1. PG&E is in bankruptcy proceedings where three alternative PORs are under consideration.
2. PG&E must finance between $7.4 billion and $8.2 billion as a requirement of financing any of the three PORs.
3. The existing finance authority in D.02-11-030 did not provide for interest rate hedges or swaps in the form of forward rate agreements, options, and floors as proposed herein.
4. Interest rate swaps or hedges may save substantial costs by limiting the exposure to rising interest rate costs if interest rates rise before new securities are issued to finance a bankruptcy plan of reorganization for PG&E.
5. Interest rate swaps are a "hedge," or insurance, where the buyer pays a predetermined price to avoid the highest possible change in cost over time.
6. The Commission has not previously preapproved cost recovery of interest rate swaps in furtherance of any POR.

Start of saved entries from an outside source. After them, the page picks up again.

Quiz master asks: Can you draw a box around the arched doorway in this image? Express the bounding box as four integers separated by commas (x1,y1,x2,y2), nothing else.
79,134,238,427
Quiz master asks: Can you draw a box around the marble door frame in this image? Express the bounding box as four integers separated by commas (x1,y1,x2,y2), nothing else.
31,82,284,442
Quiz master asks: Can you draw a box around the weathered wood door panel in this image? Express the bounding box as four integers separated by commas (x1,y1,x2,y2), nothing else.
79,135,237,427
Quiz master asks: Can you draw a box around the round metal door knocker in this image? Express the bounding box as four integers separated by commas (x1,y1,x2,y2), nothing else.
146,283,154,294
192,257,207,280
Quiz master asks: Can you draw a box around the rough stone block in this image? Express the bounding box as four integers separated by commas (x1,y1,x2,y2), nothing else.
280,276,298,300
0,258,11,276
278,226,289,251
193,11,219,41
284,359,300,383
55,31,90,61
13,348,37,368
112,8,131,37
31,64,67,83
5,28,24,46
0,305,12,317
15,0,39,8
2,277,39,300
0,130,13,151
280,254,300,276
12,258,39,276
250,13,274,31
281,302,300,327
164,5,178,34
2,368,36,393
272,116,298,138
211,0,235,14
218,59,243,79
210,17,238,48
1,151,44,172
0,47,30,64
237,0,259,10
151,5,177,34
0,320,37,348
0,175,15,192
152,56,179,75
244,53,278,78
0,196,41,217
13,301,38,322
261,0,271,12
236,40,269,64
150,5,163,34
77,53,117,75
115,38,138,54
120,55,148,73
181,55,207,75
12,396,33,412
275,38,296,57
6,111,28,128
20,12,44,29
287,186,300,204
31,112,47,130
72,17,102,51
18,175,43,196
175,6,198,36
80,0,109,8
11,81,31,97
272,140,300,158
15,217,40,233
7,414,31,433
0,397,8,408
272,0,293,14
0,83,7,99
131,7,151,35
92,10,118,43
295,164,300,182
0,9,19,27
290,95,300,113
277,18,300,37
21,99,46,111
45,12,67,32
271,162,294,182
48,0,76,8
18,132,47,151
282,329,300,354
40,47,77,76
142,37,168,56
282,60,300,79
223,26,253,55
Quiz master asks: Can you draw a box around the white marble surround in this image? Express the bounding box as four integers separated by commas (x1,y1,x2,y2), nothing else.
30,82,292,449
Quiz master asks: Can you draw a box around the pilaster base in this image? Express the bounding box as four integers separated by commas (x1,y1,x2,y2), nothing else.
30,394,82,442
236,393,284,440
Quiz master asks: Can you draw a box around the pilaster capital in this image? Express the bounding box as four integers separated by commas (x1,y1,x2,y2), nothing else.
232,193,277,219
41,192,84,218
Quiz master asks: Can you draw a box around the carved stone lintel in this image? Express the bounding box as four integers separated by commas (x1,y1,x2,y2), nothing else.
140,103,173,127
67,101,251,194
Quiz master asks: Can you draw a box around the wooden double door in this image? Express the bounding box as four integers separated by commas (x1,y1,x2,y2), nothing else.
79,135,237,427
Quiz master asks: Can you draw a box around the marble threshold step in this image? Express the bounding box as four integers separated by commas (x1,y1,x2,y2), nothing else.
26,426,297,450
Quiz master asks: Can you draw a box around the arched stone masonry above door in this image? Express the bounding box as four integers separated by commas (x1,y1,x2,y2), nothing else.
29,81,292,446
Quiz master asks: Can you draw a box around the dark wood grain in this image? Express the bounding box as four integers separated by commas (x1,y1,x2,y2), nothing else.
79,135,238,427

7. Interest rate hedges would likely be negotiated prior to the Bankruptcy Court's approval of any POR.
8. A bankruptcy finance hedging memorandum account will accumulate the costs of any interest rate hedges for rate recovery in the cost of capital true up.
9. The costs associated with interest rate swaps are eligible for inclusion in PG&E's cost of capital recovery in the post-bankruptcy true-up ordered in D.02-11-027 in A.02-05-022.
10. Utilities are usually required to issue debt in accordance with the Competitive Bidding Rules set forth in D.38614, as amended by D.49941, D.75556, D.81908, and Resolution F-616.
11. Interest rate hedges are opportunistic transactions that are not well suited to competitive bidding. The swaps, caps and collars previously authorized in D.02-11-030 were exempted from the competitive bidding rules. Forward rate agreements, options, and floors are also opportunistic transactions that are not well suited to competitive bidding.
12. Granting the proposed exemptions from the Competitive Bidding Rules may help to obtain interest rate hedges that are favorable to PG&E and its ratepayers.
13. PG&E has previously been granted an exemption from GO 24-B so that it can submit on a quarterly basis the information required by GO 24-B.
14. The GO 24-B exemption should also apply to interest rate hedges.
15. PG&E's proposed advice letter process is inadequate for the Energy Division and interested parties to review the proposed interest rate hedges.
16. PG&E has not justified a change in the decision making process that authorized the Commission's bankruptcy Financing Team to make the financial instrument issuance decisions regarding the bankruptcy POR as adopted in D.02-11-030.
17. PG&E's advice letter process is an unnecessary delay.